Now, a disclaimer: There is no humanly way possible I can give a “shout out” to everyone I saw through the course of the weekend. I’m going to touch on two of my personal highlights, if you don’t mind.

There were two main things I really wanted to do at WorldCon this year. I wanted to see my friend and celebrity stalker Neil Clarke. Neil is the award winning publisher of Clarkesworld Magazine and we’ve known each other since flying in to San Antonio on the same plane for WorldCon in 2013. That entire weekend, every where I went, I saw Neil. His being my stalker became a running joke. In February 2014 when I was recovering from an illness that tried to kill me, I was very depressed. One night, I reached out to Neil because he’d survived a massive heart attack a couple of years before. In the course of my email, and his responses over the next month or so, I gained a lifelong friend. On Friday night (really Saturday morning) after a few drinks with great friends, I was ready to go to the hotel and crash when I saw Neil sitting in the lobby. He waved me over and I sat down and we both managed not to cry. I am forever in his debt for getting me off my ass and back to writing. I would never have submitted a novel if he hadn’t helped me realize that surviving the illness was only the first step in a new journey. At WorldCon, I got to talk with my friend for a good long time and I had the opportunity to give him a copy of the book he pushed me to finish.

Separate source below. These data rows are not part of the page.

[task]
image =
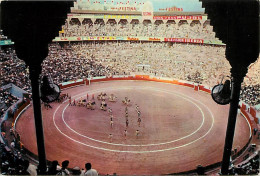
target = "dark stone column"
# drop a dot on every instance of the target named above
(35, 82)
(237, 76)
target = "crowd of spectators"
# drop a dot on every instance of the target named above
(249, 168)
(170, 29)
(13, 69)
(12, 163)
(203, 64)
(196, 63)
(6, 100)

The second thing I wanted to do was make good on an invitation my good friend Lou Berger made a long time ago. In one of our conversations, Lou told a story about taking Joe and Gay Haldeman to lunch in Chicago several years ago. I commented that I’d love to have that opportunity because Joe’s FOREVER WAR is one of the novels that taught me how to take care of soldiers and ultimately inspired my own writing. I had the opportunity on Thursday to sit down with Joe and Gay for lunch and we talked about a lot of things and I did my best not to act like a raving lunatic in the presence of one of my heroes. I did pretty good – that moment actually happened about 48 hours later, when Joe and Gay came by the WordFire booth…and bought SLEEPER PROTOCOL.  My hands shook as I inscribed my book to them. I very nearly cried for about two hours afterward. I had to go and sit down, and my friend Lou sat with me and forced me to talk and drink a bottle of water.

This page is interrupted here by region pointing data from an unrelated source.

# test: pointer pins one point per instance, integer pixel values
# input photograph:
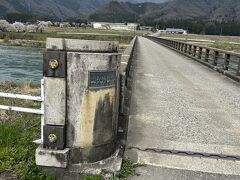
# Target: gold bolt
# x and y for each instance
(54, 64)
(52, 138)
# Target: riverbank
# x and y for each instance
(39, 39)
(19, 130)
(23, 43)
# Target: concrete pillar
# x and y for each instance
(81, 102)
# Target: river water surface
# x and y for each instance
(20, 64)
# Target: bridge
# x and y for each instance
(184, 119)
(171, 105)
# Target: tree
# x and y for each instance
(20, 27)
(4, 25)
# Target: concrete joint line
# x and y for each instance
(187, 153)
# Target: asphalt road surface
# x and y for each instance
(179, 104)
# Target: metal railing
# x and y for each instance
(222, 61)
(27, 110)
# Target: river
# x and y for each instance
(20, 64)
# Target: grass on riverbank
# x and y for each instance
(18, 130)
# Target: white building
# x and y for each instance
(175, 31)
(115, 26)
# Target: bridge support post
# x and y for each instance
(190, 49)
(226, 62)
(215, 58)
(238, 70)
(194, 50)
(81, 105)
(200, 53)
(207, 55)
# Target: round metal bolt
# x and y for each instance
(54, 64)
(52, 138)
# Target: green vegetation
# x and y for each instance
(129, 169)
(17, 133)
(39, 39)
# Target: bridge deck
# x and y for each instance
(180, 104)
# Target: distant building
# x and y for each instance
(146, 28)
(175, 31)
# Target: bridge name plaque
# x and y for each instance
(102, 79)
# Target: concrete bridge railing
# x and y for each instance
(225, 62)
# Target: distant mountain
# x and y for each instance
(127, 10)
(61, 9)
(216, 10)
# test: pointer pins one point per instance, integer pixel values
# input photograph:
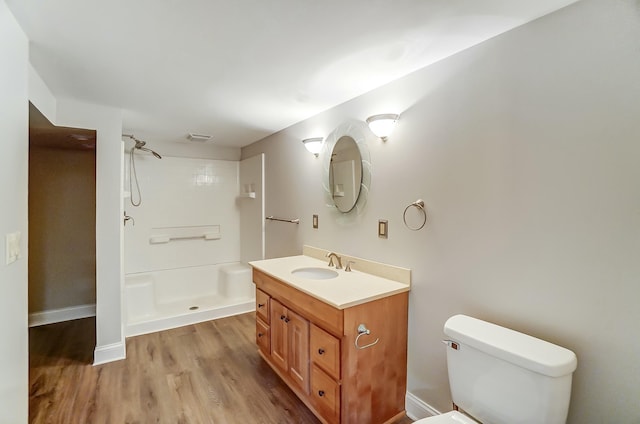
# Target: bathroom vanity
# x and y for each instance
(337, 338)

Now, between those two personal highlights I had many more conversations and experiences than I could possibly post here. On Thursday morning, though, I knew what was different than the last time I’d been to a WorldCon. I walked into the vendor’s room and set up my books in the WordFire booth in the space they allocated – right next to Chuck Gannon. My books were there. My books. And on one particular occasion, a woman walked up to the table and made a beeline for SLEEPER PROTOCOL and said “I’ve heard about this one.” Another fan initiated a meet-up and we had a drink. How cool is that? But, it was the last night I left BarCon (when we writers invade a hotel bar) and spent a half hour saying goodbyes to my friends that I realized something had been very different this time around. It was me.

I’m not a big name author. I’m certainly not a household name in the SF community, but at WorldCon I realized that in a very tangible way, it was different. I was different.  There’s no going back now.